JVM bytecode generation vs. LLVM

Sorry if I'm repeating something that was already said.

I was just thinking "why the heck do I seem headed for JVM generation if what I want to use is LLVM", and this is the result:

I'm coming from a Java background. I'm using Eclipse, I'm used to the syntax highlighting, cross referencing and refactoring support that Eclipse offers.
I know I will want to have the same infrastructure for my language, and I want it written in my language. I WILL need a JVM backend, no matter what.

Now, I'd still love to use LLVM. It has a lot to offer for the phases "above" code generation. I don't need register allocation, but I'd like to make use of common constant elimination, loop unrolling, inlining, or the pass management infrastructure; that's a whole lot of code I don't need to write.
And when it comes to generating raw machine code, I can confidently say: develop in Eclipse and run the stuff as JVM code, but deploy using the machine-code backend provided by LLVM.

So my conclusion is:
To make LLVM attractive for us Java-based language designers, we need the means to write a JVM backend.
The actual backend is easy, libraries for class file and JAR generation exist.
I'd need help for:
* Determining where exactly the line is drawn between "this LLVM component is useful for JVM bytecode generation" and "this LLVM component isnt". (Constant folding would be, register allocation would not, but there's a lot of gray areas between these two.)
* Not being a JNI or C++ expert, building the JNI infrastructure that would allow calling LLVM components from Java.
* Not being a true Eclipse expert, wrapping LLVM binaries as Eclipse plugins. Eclipse expects plugins to be available for download via HTTP, with some XML that describes dependencies. Setting this up would be easy, getting the details right would be work.

That's just my specific skillset, other language designers might have different ones, but I guess it is not very likely that the exact right combination will come up easily. There aren't many people around who're experts in C++, Java, and Eclipse.

Oh, and the question I'm having is: Is LLVM for me?

Regards,
Jo

I'd need help for:
* Determining where exactly the line is drawn between "this LLVM
component is useful for JVM bytecode generation" and "this LLVM
component isnt". (Constant folding would be, register allocation would
not, but there's a lot of gray areas between these two.)
* Not being a JNI or C++ expert, building the JNI infrastructure that
would allow calling LLVM components from Java.

I'm experimenting with this: built LLVM and clang DLLs, then used JNAerator/Bridj
(Google Code Archive - Long-term storage for Google Code Project Hosting.) to make java wrappers for them.

There are some various issues, Bridj has an ANTLR-based parser that chokes a bit
on complicated headers like LLVM's, but it can be made to work. I've got a fairly
complete wrap of clang-c working, and am making progress with llvm-c.

Oh, and the question I'm having is: Is LLVM for me?

I don't know either, but it certainly seems like an interesting path to me!

Kevin Kelley

Hi Joachim,

Sorry if I’m repeating something that was already said.

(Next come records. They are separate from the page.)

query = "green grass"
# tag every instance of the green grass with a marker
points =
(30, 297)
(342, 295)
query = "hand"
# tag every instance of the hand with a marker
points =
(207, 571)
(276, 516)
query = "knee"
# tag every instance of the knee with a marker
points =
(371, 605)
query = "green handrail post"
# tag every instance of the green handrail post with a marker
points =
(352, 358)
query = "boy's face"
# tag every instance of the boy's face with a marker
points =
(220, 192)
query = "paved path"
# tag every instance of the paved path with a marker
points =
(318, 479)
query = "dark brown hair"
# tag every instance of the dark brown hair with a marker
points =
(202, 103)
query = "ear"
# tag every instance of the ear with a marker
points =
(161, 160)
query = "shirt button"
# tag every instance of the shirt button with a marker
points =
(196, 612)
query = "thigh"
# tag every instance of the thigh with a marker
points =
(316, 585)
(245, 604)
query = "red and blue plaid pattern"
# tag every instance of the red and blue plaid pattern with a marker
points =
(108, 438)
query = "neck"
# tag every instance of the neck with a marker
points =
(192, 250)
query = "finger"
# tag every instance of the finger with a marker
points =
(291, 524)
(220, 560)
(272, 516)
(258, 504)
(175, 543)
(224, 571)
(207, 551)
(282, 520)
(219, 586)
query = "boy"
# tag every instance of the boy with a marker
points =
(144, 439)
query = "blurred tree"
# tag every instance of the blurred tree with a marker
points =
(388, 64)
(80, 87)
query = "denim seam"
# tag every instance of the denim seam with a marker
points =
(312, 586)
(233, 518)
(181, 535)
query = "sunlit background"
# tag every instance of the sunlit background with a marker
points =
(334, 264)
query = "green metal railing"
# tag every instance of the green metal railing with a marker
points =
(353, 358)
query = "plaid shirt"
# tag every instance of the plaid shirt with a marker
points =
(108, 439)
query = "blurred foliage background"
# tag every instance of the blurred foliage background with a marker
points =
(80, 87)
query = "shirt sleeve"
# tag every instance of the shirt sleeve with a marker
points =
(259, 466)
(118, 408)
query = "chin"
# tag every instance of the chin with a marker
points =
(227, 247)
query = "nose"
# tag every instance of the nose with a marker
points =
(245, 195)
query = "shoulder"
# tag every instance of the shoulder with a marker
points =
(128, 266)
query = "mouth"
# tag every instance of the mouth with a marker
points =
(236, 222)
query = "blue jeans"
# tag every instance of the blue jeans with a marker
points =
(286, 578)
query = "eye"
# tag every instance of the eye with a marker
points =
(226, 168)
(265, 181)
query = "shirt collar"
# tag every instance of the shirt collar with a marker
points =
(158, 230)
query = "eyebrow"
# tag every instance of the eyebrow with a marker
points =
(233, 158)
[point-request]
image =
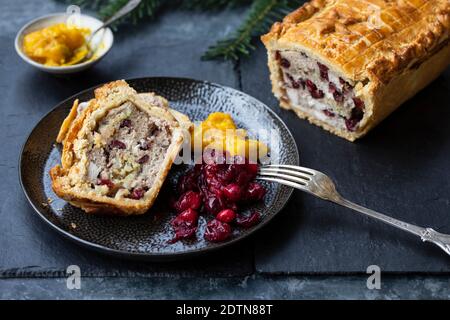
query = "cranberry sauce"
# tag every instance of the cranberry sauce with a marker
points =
(316, 80)
(220, 190)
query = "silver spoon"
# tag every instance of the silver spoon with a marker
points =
(130, 6)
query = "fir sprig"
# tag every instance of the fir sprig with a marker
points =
(214, 5)
(261, 15)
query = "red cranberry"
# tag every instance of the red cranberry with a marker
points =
(337, 95)
(285, 63)
(226, 215)
(302, 83)
(143, 159)
(277, 55)
(213, 204)
(106, 182)
(323, 71)
(328, 113)
(117, 144)
(312, 88)
(217, 231)
(137, 193)
(188, 200)
(255, 191)
(189, 215)
(358, 103)
(356, 116)
(232, 192)
(144, 144)
(346, 87)
(248, 221)
(125, 123)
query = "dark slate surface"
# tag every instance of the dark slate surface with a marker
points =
(401, 168)
(162, 48)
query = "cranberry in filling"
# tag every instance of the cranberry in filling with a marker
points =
(143, 159)
(105, 182)
(248, 221)
(337, 95)
(137, 193)
(217, 231)
(358, 103)
(125, 123)
(117, 144)
(323, 71)
(285, 63)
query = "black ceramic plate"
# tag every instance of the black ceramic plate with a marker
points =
(147, 236)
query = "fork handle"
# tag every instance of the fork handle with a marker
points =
(425, 234)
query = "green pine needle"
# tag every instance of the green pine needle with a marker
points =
(261, 15)
(214, 4)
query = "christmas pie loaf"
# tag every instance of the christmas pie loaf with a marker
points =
(347, 64)
(117, 150)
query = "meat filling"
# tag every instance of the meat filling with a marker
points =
(310, 84)
(127, 150)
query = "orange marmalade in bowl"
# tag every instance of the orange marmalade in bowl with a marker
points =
(56, 45)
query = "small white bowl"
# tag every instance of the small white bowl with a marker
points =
(104, 38)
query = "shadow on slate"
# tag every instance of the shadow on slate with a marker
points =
(27, 246)
(401, 168)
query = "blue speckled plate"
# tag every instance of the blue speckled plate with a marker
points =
(146, 236)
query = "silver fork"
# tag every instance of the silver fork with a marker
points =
(321, 186)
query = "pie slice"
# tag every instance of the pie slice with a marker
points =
(347, 64)
(117, 150)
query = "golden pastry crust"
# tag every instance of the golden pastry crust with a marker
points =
(373, 43)
(67, 178)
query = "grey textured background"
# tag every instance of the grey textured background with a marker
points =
(401, 168)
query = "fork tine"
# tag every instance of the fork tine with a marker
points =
(296, 168)
(294, 173)
(284, 177)
(284, 182)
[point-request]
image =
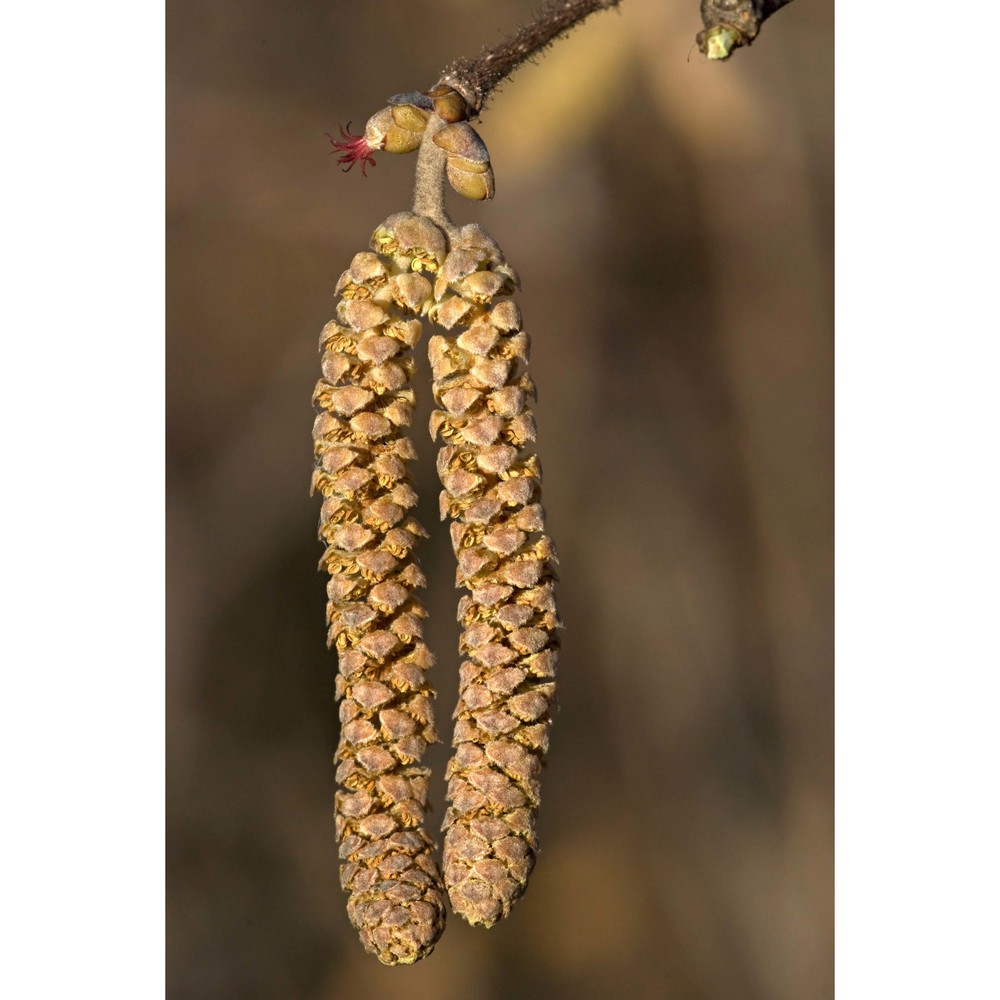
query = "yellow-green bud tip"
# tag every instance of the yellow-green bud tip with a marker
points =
(720, 41)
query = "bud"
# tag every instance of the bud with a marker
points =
(449, 105)
(396, 129)
(468, 165)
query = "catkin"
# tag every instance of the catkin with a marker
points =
(506, 563)
(396, 898)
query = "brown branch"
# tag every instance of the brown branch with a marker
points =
(476, 78)
(730, 24)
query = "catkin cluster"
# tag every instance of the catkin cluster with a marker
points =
(491, 481)
(491, 493)
(396, 900)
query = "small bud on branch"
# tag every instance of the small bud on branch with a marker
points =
(730, 24)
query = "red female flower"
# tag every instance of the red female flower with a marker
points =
(353, 148)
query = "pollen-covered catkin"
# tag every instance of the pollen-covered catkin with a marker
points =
(396, 898)
(506, 563)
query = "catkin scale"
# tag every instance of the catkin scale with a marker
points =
(506, 565)
(395, 892)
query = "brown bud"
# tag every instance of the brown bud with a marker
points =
(449, 105)
(476, 183)
(461, 139)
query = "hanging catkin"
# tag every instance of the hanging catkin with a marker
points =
(505, 562)
(396, 899)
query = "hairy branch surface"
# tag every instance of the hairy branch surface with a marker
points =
(476, 78)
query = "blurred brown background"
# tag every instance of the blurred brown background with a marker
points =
(671, 220)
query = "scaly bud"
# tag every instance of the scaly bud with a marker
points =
(468, 164)
(449, 105)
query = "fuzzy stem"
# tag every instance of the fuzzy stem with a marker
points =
(731, 24)
(428, 190)
(476, 78)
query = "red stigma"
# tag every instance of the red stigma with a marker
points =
(354, 148)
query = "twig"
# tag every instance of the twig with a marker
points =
(476, 78)
(730, 24)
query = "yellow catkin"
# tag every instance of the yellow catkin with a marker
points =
(396, 897)
(491, 480)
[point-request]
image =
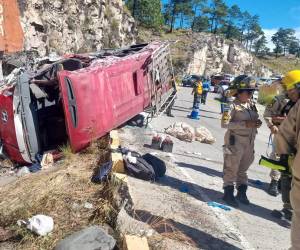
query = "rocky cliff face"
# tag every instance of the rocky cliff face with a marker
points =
(210, 54)
(66, 26)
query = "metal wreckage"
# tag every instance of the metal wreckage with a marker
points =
(78, 98)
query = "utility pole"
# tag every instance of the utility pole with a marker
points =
(134, 8)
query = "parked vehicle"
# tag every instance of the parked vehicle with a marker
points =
(81, 98)
(215, 81)
(189, 80)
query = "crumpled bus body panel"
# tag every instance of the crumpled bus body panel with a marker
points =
(80, 98)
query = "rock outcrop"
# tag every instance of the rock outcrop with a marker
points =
(66, 26)
(210, 54)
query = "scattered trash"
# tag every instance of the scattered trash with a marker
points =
(139, 168)
(88, 205)
(182, 131)
(156, 142)
(76, 206)
(39, 224)
(23, 171)
(218, 205)
(93, 237)
(203, 135)
(197, 153)
(47, 160)
(137, 121)
(184, 188)
(159, 166)
(167, 145)
(6, 234)
(35, 167)
(257, 182)
(101, 173)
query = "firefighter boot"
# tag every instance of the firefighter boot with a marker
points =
(273, 188)
(229, 197)
(241, 195)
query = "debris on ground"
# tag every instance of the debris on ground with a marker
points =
(182, 131)
(185, 132)
(23, 171)
(218, 205)
(132, 242)
(47, 160)
(139, 168)
(90, 238)
(167, 145)
(101, 174)
(39, 224)
(156, 142)
(159, 166)
(184, 188)
(6, 234)
(257, 182)
(203, 135)
(54, 192)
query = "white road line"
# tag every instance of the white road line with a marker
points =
(222, 218)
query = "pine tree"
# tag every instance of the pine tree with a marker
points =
(217, 13)
(147, 12)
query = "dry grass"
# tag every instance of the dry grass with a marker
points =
(60, 193)
(281, 65)
(166, 228)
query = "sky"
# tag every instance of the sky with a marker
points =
(273, 14)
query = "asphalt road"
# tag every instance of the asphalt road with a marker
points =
(202, 165)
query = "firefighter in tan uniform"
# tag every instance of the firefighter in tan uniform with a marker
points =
(288, 143)
(241, 121)
(274, 109)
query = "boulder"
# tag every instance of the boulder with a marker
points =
(90, 238)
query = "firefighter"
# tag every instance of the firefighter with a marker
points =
(288, 143)
(289, 82)
(241, 121)
(206, 89)
(197, 92)
(275, 109)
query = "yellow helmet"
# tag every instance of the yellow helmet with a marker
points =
(291, 79)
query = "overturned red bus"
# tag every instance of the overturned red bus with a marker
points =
(80, 98)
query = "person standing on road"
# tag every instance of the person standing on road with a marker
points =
(206, 89)
(197, 92)
(223, 96)
(273, 110)
(241, 121)
(288, 143)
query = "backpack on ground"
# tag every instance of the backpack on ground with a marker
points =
(141, 169)
(157, 164)
(199, 88)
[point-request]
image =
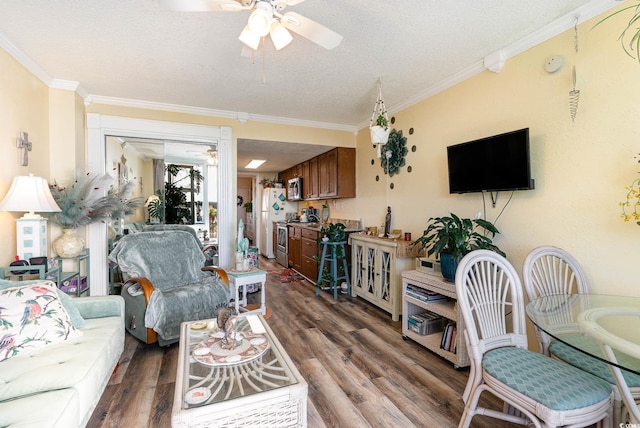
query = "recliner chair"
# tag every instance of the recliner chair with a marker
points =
(167, 283)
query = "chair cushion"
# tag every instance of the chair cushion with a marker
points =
(168, 308)
(168, 260)
(578, 359)
(545, 380)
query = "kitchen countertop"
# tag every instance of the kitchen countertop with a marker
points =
(318, 226)
(350, 225)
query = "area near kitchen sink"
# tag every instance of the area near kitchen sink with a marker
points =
(303, 245)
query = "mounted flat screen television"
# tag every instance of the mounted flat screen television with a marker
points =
(491, 164)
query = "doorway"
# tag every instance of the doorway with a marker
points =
(101, 126)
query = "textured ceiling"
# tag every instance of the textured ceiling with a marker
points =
(136, 50)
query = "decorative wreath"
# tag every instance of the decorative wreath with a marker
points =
(393, 153)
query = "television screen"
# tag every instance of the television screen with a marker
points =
(491, 164)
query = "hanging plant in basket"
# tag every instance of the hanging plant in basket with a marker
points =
(393, 153)
(379, 125)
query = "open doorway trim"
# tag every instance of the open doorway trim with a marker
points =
(99, 126)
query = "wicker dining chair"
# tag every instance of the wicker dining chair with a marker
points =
(550, 270)
(535, 389)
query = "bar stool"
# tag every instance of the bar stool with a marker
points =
(330, 254)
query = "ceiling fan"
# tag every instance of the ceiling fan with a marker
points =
(266, 18)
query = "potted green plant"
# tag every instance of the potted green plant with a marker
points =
(333, 232)
(155, 207)
(380, 129)
(452, 237)
(630, 36)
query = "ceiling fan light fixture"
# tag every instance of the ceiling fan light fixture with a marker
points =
(260, 19)
(280, 36)
(250, 38)
(255, 163)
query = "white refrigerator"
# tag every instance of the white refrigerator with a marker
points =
(274, 207)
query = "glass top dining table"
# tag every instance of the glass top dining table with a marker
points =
(614, 320)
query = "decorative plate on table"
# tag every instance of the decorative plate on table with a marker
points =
(197, 395)
(209, 352)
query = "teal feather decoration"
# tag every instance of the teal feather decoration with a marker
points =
(91, 198)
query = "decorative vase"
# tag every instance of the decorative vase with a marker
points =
(448, 264)
(379, 135)
(68, 245)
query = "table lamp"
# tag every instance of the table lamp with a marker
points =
(30, 194)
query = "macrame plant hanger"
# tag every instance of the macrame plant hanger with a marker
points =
(379, 125)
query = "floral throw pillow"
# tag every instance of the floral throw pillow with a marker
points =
(31, 316)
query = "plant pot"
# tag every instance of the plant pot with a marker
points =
(379, 135)
(449, 264)
(68, 245)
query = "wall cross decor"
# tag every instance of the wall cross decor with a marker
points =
(23, 143)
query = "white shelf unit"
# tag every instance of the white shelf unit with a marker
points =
(376, 265)
(446, 308)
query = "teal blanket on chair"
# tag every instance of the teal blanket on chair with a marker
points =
(172, 262)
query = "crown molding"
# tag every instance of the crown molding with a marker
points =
(584, 13)
(243, 117)
(493, 61)
(25, 60)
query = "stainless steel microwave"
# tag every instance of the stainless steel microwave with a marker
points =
(294, 189)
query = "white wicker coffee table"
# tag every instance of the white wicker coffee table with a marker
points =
(255, 385)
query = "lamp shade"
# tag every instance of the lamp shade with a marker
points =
(29, 194)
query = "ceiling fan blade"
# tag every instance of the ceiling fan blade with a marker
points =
(311, 30)
(203, 5)
(246, 51)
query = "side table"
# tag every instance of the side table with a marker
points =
(72, 281)
(244, 278)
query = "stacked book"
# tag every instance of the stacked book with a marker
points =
(422, 294)
(425, 323)
(448, 342)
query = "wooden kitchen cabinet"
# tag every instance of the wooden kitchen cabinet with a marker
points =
(376, 270)
(310, 179)
(337, 173)
(294, 248)
(309, 249)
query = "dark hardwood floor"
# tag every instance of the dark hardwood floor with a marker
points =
(359, 369)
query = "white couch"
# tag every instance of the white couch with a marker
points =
(60, 384)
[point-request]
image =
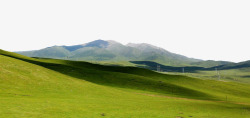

I was just thinking “why the heck do I seem headed for JVM generation if
what I want to use is LLVM”, and this is the result:

I’m coming from a Java background. I’m using Eclipse, I’m used to the
syntax highlighting, cross referencing and refactoring support that
Eclipse offers.
I know I will want to have the same infrastructure for my language, and
I want it written in my language. I WILL need a JVM backend, no matter what.

Now, I’d still love to use LLVM. It has a lot to offer for the phases
“above” code generation. I don’t need register allocation, but I’d like
to make use of common constant elimination, loop unrolling, inlining, or
the pass management infrastructure; that’s a whole lot of code I don’t
need to write.
And when it comes to generating raw machine code, I can confidently say:
develop in Eclipse and run the stuff as JVM code, but deploy using the
machine-code backend provided by LLVM.

So my conclusion is:
To make LLVM attractive for us Java-based language designers, we need
the means to write a JVM backend.
The actual backend is easy, libraries for class file and JAR generation
exist.
I’d need help for:

  • Determining where exactly the line is drawn between “this LLVM
    component is useful for JVM bytecode generation” and “this LLVM
    component isnt”. (Constant folding would be, register allocation would
    not, but there’s a lot of gray areas between these two.)

I guess the existing line between opt/llc is similar to yours. You’re just interested in llvm bitcode optimizations that produce a different, hopefully optimized bitcode. That’s what the “opt” binary does. Register allocation is target specific and does not “produce” any bitcode.